The Boris and Ed show: a taste of things to come?

Or perhaps not? BBC's Nick Robinson among those wondering if Boris did himself any favours

The Twittersphere was quick to react to the colourful exchanges between Boris Johnson and Ed Miliband on Andrew Marr’s BBC sofa yesterday morning, with many pointing out that if Miliband wins on 7 May and David Cameron loses and is replaced by Boris as Tory leader, then this is the double-act we’ll be seeing in action in the Commons for the next five years.

The only question is whether Boris met the high hopes so many Tories have for him.

Those who missed the two men’s badinage can watch a clip here or read an excellent account by Ann Treneman, sketch writer at The Times.

Here’s a taste:

When Boris noted that the Labour plan to abolish non-dom tax status would raise little money, Ed jumped in: “Boris!
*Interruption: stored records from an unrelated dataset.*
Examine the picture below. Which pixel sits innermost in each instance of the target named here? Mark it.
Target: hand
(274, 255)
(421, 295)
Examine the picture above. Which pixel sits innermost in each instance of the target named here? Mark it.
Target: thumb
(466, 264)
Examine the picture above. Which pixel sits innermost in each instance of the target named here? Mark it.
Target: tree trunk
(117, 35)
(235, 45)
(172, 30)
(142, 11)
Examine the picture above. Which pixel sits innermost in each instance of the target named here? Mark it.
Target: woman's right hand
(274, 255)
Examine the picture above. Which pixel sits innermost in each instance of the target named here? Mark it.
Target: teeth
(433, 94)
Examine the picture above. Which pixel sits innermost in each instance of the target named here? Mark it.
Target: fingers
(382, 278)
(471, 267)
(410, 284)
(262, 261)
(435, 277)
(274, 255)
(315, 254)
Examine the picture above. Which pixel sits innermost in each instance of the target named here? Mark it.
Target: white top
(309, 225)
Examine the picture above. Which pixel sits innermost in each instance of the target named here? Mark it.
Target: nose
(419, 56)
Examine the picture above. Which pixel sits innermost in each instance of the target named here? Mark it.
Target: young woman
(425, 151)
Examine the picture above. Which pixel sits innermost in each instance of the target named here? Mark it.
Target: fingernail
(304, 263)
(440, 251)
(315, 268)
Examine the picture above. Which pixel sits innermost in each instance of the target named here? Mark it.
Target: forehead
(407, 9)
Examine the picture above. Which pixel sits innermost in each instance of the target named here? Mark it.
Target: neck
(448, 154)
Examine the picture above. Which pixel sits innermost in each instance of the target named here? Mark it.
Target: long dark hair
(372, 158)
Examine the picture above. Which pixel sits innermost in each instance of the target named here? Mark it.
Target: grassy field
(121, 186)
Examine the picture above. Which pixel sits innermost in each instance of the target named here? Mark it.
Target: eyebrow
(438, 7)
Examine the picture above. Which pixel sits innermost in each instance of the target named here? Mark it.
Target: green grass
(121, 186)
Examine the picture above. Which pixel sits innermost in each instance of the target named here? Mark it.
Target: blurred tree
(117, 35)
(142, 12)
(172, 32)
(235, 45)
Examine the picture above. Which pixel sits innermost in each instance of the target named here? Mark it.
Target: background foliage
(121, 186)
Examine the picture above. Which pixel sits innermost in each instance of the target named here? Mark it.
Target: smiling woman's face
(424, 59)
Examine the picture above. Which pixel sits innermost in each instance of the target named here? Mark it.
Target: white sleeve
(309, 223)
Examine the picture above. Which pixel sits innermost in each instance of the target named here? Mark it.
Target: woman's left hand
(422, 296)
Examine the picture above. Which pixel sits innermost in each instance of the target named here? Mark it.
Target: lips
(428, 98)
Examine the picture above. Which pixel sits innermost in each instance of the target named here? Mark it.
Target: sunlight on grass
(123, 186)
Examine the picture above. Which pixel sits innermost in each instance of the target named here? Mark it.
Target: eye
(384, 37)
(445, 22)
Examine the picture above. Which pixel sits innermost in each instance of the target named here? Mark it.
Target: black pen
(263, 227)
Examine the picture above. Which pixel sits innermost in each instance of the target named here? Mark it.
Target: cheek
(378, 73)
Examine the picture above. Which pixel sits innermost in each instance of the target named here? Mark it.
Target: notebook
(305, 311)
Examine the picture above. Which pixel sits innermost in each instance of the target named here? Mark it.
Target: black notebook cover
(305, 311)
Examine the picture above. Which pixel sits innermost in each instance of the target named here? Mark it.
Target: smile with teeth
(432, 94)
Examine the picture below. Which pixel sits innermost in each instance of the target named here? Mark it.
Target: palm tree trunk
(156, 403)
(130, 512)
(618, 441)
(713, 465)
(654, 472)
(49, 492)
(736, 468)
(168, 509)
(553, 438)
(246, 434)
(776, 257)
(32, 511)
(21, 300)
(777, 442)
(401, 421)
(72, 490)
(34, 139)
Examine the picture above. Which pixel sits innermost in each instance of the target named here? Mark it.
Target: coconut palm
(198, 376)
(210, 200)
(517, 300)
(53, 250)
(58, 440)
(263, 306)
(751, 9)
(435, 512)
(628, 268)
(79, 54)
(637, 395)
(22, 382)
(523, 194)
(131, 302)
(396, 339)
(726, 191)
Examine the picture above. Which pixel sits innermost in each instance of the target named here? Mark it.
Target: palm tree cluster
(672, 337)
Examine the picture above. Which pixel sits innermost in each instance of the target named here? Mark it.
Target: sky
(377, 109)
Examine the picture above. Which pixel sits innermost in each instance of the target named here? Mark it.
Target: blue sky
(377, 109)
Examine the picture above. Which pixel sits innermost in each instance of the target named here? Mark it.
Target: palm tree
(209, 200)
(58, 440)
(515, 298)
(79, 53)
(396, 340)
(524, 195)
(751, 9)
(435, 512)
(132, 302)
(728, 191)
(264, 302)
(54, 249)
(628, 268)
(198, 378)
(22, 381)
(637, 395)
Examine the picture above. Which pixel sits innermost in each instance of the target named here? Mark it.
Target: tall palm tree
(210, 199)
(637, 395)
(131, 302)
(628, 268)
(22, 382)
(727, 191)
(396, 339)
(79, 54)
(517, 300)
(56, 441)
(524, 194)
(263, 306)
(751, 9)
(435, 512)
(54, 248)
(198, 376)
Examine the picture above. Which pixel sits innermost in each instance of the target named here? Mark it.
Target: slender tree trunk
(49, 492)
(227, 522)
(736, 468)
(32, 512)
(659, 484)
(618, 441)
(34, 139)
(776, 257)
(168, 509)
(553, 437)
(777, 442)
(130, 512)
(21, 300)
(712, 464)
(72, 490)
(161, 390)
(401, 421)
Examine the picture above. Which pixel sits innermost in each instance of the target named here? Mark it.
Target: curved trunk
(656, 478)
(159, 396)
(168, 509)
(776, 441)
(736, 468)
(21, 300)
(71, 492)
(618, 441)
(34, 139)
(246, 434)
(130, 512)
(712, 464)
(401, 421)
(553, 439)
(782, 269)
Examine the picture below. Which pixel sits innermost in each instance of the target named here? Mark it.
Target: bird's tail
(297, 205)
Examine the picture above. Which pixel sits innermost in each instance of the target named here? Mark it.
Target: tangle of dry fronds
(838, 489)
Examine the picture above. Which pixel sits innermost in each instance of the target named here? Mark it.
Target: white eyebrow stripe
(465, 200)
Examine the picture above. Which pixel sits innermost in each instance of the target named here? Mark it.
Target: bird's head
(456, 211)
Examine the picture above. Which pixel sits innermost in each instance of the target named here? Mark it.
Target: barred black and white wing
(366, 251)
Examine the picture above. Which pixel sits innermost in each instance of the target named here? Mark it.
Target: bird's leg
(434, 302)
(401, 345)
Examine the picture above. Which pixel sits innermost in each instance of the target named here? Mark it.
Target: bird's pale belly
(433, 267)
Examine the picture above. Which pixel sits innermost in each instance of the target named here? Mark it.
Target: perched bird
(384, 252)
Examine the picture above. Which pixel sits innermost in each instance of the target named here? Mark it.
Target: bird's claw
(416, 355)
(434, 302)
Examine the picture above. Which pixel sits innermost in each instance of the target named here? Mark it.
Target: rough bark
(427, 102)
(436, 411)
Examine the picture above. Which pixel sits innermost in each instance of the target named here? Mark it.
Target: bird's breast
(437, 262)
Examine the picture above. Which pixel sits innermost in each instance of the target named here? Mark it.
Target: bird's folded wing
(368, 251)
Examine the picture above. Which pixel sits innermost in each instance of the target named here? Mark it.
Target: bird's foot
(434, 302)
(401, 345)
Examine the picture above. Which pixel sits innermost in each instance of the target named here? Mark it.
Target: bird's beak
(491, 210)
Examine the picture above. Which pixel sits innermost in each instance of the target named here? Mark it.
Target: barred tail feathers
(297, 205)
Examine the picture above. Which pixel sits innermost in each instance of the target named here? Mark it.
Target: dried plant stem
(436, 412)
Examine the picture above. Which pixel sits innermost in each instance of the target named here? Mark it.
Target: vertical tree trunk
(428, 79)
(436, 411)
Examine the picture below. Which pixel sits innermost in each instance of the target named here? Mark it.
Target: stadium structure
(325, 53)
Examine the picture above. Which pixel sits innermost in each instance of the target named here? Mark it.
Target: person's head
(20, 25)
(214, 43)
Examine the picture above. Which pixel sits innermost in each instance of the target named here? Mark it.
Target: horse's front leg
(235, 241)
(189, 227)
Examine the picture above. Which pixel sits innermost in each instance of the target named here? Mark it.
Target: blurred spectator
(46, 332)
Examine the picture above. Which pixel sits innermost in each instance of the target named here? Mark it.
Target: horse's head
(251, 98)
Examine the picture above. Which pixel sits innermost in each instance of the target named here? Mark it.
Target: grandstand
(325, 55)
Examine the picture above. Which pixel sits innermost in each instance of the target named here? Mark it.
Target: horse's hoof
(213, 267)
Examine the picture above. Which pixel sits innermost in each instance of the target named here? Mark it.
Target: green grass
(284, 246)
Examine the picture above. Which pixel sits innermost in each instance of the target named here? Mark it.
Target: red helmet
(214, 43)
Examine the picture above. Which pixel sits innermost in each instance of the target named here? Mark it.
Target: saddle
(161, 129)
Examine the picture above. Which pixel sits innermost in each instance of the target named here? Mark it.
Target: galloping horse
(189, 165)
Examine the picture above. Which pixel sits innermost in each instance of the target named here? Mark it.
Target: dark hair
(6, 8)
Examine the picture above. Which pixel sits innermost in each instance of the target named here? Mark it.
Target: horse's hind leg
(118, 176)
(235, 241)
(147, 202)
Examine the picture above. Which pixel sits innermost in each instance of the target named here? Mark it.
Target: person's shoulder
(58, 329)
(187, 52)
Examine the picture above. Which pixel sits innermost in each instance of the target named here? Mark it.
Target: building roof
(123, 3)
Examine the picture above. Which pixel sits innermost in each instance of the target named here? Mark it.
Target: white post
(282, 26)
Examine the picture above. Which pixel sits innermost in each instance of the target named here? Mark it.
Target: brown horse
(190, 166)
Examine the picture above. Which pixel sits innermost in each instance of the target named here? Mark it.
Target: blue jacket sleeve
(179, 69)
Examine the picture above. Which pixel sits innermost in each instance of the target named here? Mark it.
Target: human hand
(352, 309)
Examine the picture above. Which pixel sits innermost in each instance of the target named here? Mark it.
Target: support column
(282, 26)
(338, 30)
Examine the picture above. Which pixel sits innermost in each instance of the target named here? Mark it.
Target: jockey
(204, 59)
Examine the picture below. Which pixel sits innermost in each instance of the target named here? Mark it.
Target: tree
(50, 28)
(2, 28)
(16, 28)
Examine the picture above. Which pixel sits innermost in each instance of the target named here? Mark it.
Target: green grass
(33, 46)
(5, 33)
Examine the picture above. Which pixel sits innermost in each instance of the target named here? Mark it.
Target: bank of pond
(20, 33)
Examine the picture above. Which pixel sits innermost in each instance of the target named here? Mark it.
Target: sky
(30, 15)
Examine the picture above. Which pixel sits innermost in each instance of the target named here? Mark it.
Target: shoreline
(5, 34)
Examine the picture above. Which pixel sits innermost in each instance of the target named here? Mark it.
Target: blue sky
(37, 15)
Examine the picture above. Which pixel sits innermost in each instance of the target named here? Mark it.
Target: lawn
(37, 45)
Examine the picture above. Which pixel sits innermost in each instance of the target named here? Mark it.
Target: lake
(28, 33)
Let me just ask you. Are you saying we should carry on with this tax loophole?”

Boris: “I am in favour of the rich [pause] paying as much taxes as [pause] consistent with a successful economy. And your policy…”

Suddenly, the London mayor went off piste, as Treneman put it.

Boris: “I thought Andy [Andrew Marr] gave you a very easy ride…”

Miliband: “Boris! Are you for keeping non-dom status?” 

Boris: “Hang on! Is this the Ed Miliband who was in the Treasury with Gordon Brown? Are you the same creature?”

Ed: “Don’t get rattled. Come on now, Boris!”

Boris: “I seem to remember. I think you were the guy…”

Andrew Marr thought it the best television of the week; Treneman disagrees – it was the best TV of the entire election. Not least because Boris achieved in 60 seconds what Labour has failed to do in five years – make Ed Miliband seem self-possessed.

More seriously for the Tory party, Nick Robinson, the BBC’s political editor, tweeted afterwards: “Wonder how many Tories still think Boris is their under-used secret weapon after this morning's performance on the Marr sofa?”

While Mike Smythson at Political Betting believes that if Cameron does step down and there’s a contest – rather than a coronation – to find the next party leader, the London mayor’s detractors will use yesterday’s performance to undermine him.

“Methinks Boris would struggle to win a 2015 contest,” says Smythson.